Albery Allson Whitman

Poet

  • Born: May 30, 1851
  • Birthplace: Near Munfordville, Kentucky
  • Died: June 29, 1901
  • Place of death: Atlanta, Georgia

Biography

Albery Allson Whitman was born to slave parents on May 30, 1851, on a Kentucky estate. By 1863, at age twelve, he was an orphan and chose to leave field work, traveling until finally settling in Troy, Ohio. His first job at a plough shop was followed by a stint in railroad construction. Eventually, he secured teaching posts in Ohio and then Kentucky, a true accomplishment considering his total seven months of formal education.

In about 1870, Whitman enrolled at Wilberforce University, where he was befriended by the President, Daniel Alexander Payne, a man of some renown who became a major influence. He encouraged Whitman to follow his path as a church leader and Whitman soon had congregations in several churches. By 1877, though his education at Wilberforce was limited to about six months, he had become the school’s general agent, an elder in the African Methodist Episcopal Church (AME), and the pastor of a church. Though Whitman may have suffered from alcoholism, he never lost the devotion of his followers.

Incomplete records show that Whitman married a woman named Caddie. They had two girls, who, by the early twentieth century, had teamed up to become a well-known vaudeville act.

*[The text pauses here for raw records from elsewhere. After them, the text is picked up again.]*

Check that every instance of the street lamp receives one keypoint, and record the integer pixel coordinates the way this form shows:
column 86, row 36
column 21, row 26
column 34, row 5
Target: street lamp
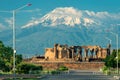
column 117, row 50
column 110, row 42
column 14, row 42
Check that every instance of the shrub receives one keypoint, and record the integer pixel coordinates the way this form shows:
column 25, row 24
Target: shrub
column 28, row 68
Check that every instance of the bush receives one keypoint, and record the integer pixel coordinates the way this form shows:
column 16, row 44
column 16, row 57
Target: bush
column 26, row 68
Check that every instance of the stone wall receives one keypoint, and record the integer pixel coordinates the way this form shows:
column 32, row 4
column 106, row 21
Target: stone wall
column 96, row 66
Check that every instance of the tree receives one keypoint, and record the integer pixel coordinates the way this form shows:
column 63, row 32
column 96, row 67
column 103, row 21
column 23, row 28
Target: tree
column 6, row 58
column 111, row 61
column 28, row 68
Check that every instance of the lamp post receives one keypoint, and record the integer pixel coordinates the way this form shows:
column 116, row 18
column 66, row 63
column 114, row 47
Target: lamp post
column 14, row 36
column 110, row 42
column 117, row 50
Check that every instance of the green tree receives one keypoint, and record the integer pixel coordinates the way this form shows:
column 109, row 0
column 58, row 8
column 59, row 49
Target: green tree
column 111, row 61
column 6, row 58
column 27, row 68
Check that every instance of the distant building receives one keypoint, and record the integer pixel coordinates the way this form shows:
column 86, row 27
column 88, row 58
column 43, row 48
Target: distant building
column 76, row 53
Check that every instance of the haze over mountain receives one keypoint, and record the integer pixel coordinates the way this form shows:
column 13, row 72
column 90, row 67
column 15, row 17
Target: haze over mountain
column 64, row 25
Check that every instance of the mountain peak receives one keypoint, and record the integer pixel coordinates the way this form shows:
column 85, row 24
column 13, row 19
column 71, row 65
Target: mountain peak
column 65, row 16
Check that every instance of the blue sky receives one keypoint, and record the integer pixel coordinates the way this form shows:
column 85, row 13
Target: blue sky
column 46, row 5
column 41, row 7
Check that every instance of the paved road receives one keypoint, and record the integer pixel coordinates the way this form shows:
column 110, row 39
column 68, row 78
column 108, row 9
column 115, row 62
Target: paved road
column 79, row 75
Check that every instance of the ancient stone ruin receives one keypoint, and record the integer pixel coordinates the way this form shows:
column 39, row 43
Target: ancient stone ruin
column 76, row 53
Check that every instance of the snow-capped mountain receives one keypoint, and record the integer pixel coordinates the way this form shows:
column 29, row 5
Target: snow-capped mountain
column 64, row 25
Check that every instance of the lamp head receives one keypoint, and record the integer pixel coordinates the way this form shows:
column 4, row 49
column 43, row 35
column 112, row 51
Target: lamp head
column 29, row 4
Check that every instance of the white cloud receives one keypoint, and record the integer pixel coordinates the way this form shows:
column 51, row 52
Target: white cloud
column 88, row 22
column 70, row 16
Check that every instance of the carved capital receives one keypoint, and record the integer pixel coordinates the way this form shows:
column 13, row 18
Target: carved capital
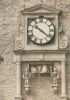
column 63, row 42
column 19, row 43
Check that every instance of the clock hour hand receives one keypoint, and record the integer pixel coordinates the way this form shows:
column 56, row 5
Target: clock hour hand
column 40, row 30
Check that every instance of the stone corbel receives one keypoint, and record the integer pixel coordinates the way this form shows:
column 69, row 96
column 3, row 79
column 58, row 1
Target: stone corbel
column 63, row 39
column 19, row 43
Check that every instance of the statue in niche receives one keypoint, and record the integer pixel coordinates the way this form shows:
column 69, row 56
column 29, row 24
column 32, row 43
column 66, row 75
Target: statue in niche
column 63, row 40
column 56, row 75
column 26, row 77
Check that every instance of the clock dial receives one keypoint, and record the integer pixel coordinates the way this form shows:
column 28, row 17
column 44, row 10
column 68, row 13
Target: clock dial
column 41, row 30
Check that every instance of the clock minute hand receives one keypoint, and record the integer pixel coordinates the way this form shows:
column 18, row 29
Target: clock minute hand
column 40, row 30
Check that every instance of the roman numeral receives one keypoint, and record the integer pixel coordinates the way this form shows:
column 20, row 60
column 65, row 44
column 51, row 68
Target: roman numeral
column 50, row 25
column 50, row 36
column 30, row 31
column 40, row 41
column 51, row 30
column 31, row 36
column 41, row 20
column 35, row 40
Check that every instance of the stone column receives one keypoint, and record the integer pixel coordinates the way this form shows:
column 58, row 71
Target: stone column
column 18, row 77
column 63, row 81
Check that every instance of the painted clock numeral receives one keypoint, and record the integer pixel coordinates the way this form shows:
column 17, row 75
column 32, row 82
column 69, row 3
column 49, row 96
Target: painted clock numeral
column 41, row 20
column 35, row 39
column 31, row 36
column 40, row 41
column 50, row 35
column 51, row 30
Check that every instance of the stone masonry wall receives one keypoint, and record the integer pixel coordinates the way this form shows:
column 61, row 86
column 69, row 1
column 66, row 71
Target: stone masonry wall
column 9, row 28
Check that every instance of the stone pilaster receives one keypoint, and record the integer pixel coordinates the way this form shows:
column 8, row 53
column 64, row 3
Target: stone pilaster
column 63, row 81
column 18, row 77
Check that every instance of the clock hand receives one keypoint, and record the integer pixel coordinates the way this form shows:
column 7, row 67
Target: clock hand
column 40, row 30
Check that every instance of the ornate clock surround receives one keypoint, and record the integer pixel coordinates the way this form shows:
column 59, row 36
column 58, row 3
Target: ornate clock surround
column 35, row 12
column 25, row 52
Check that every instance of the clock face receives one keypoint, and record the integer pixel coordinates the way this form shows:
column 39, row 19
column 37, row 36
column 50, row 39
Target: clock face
column 40, row 30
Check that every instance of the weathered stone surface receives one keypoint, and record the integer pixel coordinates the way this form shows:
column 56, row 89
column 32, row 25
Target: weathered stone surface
column 9, row 29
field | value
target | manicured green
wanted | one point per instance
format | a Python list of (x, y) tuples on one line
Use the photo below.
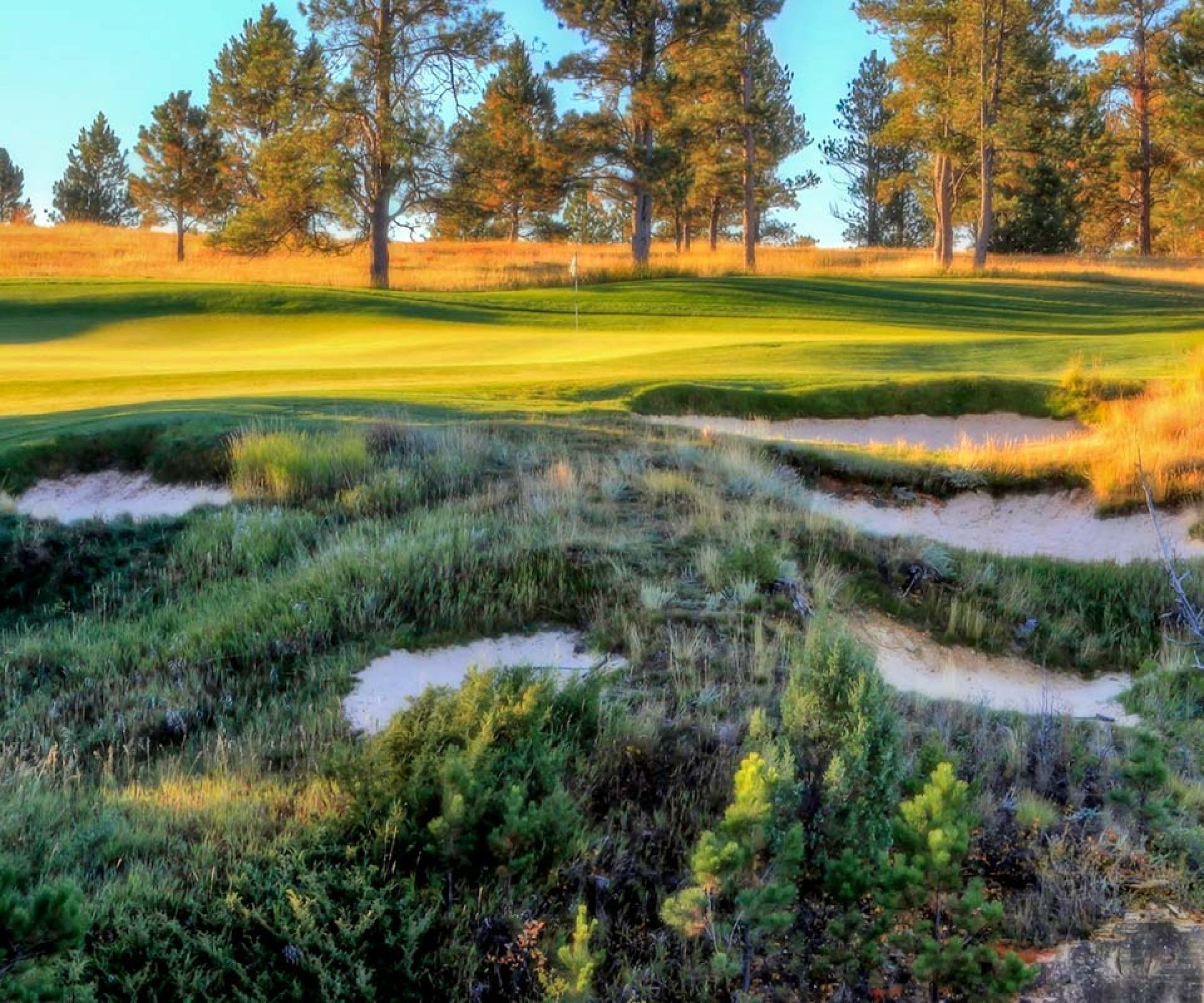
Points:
[(871, 346)]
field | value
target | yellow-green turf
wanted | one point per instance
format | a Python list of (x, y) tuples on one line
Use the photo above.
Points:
[(76, 351)]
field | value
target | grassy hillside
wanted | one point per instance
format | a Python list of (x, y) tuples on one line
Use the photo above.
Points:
[(77, 346), (88, 251)]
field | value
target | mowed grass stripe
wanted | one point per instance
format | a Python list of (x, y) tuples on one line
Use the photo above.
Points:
[(70, 346)]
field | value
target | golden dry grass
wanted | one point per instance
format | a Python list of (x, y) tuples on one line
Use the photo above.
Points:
[(1161, 433), (82, 251)]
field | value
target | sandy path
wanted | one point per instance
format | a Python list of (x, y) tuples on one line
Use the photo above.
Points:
[(111, 494), (913, 662), (1055, 524), (392, 682), (911, 429)]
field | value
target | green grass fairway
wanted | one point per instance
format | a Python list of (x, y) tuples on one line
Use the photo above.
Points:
[(71, 349)]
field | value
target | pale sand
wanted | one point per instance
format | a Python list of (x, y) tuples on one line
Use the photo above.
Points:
[(392, 682), (110, 495), (1054, 524), (996, 428), (912, 662)]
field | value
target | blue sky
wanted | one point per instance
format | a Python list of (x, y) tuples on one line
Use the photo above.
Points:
[(67, 61)]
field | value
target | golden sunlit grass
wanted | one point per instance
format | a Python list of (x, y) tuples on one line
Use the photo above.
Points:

By 1877, Whitman was also an established poet, being called the poet laureate of Negro poetry and laying claim to having authored the longest poem (of five thousand lines) by an African American. That work, appearing in a larger collection as Not a Man and Yet a Man, with Miscellaneous Poems, along with The Rape of Florida, later renamed Twasinta’s Seminoles: Or, Rape of Florida, sealed his reputation as a serious poet. What his work lacked in originality and form, derivative as it was of the classics, it made up for in substance and the nuances in his message.

While Whitman did not deal directly with racial issues, perhaps hoping to garner a wider audience, he did bring to light the atrocities suffered by others—Native Americans, interracial couples, mulattoes—at the hands of white oppressors, with obvious parallels to the African American situation. He said that while he himself may have been held in bondage, he had never considered himself a slave. He recognized the evils of slavery but felt that all that was needed to bring about the awareness of the innate dignity and worth of all people was for those deemed inferior to prove, through action and deed, that they were not. He preached self-reliance and self-improvement.

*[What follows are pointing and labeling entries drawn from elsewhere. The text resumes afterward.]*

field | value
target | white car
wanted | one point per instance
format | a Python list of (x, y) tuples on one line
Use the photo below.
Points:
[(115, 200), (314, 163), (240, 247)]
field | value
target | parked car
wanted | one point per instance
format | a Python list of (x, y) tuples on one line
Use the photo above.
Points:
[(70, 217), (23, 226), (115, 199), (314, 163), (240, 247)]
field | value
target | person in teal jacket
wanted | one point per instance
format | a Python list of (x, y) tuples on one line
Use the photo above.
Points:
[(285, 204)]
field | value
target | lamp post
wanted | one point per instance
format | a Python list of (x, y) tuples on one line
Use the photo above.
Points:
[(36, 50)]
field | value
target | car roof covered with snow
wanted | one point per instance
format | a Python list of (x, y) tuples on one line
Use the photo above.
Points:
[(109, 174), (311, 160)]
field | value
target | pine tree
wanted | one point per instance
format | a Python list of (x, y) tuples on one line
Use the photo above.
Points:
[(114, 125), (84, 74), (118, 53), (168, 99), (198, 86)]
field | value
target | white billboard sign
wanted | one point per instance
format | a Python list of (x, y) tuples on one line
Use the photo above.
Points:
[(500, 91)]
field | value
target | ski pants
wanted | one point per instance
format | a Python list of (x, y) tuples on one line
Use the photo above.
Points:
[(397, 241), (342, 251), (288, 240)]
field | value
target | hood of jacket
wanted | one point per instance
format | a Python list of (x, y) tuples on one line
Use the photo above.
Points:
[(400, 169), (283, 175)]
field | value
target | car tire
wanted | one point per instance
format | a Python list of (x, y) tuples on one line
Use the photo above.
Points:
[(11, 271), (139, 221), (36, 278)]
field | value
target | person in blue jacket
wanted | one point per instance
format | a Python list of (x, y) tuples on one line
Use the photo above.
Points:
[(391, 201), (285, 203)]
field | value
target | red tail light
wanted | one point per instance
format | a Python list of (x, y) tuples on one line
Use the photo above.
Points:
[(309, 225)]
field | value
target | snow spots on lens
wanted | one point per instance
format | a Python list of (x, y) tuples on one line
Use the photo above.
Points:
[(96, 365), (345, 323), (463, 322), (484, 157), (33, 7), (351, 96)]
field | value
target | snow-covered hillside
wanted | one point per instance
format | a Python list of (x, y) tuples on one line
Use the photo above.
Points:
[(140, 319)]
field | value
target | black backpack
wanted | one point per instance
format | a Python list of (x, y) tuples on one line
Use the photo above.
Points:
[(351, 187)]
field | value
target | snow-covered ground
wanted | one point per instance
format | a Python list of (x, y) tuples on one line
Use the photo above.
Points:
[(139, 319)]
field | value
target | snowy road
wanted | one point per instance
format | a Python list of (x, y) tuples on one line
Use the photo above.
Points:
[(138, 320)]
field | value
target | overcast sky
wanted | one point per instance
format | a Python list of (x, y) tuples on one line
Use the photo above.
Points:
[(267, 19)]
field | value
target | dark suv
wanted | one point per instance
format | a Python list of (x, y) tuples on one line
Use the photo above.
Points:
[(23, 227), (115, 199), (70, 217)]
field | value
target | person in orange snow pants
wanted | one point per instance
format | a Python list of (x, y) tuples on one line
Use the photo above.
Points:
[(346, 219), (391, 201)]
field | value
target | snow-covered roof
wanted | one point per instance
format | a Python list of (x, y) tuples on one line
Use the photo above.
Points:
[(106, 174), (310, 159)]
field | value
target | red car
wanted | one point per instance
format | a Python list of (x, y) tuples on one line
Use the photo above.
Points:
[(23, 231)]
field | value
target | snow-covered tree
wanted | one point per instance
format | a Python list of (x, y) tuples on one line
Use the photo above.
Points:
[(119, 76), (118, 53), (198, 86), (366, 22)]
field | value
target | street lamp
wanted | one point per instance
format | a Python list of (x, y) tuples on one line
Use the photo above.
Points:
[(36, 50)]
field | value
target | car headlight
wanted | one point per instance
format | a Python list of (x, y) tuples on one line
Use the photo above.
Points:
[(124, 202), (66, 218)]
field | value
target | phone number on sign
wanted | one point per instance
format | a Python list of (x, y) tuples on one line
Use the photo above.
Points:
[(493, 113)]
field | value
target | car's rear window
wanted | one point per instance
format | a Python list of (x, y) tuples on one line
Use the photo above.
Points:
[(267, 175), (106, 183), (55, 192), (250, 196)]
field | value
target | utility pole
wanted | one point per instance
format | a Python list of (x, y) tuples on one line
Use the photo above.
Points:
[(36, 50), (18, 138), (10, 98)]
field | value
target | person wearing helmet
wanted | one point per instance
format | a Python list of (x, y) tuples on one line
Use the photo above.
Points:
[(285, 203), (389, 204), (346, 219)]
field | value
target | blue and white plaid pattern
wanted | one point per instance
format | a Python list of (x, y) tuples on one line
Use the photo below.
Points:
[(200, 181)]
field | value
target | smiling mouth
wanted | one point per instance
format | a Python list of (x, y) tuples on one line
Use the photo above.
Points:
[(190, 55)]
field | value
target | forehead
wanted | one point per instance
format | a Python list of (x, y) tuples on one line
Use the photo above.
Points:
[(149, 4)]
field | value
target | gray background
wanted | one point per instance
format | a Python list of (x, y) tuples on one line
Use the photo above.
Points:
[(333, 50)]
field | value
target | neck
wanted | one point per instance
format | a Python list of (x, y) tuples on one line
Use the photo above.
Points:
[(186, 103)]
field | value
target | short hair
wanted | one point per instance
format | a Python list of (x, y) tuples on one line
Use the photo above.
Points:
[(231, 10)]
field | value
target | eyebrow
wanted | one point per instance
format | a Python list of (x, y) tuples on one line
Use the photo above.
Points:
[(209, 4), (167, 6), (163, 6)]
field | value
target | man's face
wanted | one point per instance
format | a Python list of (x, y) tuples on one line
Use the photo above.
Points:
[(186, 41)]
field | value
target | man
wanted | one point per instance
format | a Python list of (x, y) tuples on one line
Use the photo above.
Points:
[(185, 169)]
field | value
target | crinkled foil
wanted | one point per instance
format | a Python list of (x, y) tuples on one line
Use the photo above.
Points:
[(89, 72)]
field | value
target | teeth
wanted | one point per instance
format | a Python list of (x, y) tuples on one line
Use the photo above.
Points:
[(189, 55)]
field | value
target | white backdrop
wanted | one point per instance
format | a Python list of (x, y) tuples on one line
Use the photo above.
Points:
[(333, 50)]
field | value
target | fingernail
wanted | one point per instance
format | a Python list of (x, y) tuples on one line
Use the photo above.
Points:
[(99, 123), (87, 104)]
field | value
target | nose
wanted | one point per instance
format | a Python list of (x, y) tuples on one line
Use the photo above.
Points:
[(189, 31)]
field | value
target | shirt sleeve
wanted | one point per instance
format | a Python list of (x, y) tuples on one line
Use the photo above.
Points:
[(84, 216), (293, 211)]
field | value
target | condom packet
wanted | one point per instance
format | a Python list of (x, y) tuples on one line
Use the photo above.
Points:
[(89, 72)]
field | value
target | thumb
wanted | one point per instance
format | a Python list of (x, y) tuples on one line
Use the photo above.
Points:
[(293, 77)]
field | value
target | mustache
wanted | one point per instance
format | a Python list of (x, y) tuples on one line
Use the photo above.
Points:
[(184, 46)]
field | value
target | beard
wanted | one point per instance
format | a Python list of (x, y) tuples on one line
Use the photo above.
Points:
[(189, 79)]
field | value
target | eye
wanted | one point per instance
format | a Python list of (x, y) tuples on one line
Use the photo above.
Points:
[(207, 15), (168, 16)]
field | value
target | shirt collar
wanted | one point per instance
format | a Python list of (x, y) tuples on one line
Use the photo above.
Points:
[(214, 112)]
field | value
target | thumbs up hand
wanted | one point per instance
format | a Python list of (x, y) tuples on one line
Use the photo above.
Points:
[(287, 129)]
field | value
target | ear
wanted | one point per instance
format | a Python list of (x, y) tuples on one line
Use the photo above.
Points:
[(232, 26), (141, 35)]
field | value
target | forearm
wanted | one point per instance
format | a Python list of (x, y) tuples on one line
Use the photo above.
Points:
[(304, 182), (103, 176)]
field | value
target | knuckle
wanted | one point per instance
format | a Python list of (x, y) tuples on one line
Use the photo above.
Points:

Whitman’s ability to bring sound and sense to his lyrics made him especially distinct. He said: “Before I could write a letter, I was trying to scribble down what the birds and bees and cows were saying and what even the dumb rocks were thinking. Nature has ever had a speech for me, and in listening to her voice, lies my satisfaction.” His love of poet Henry Wadsworth Longfellow led him to send the poet two letters with samples of his work, but, after receiving no response, he turned to George Gordon, Lord Byron, for inspiration.

In 1901, Whitman contracted pneumonia. His already weakened system was unable to fight the affliction and he died in Atlanta at age fifty.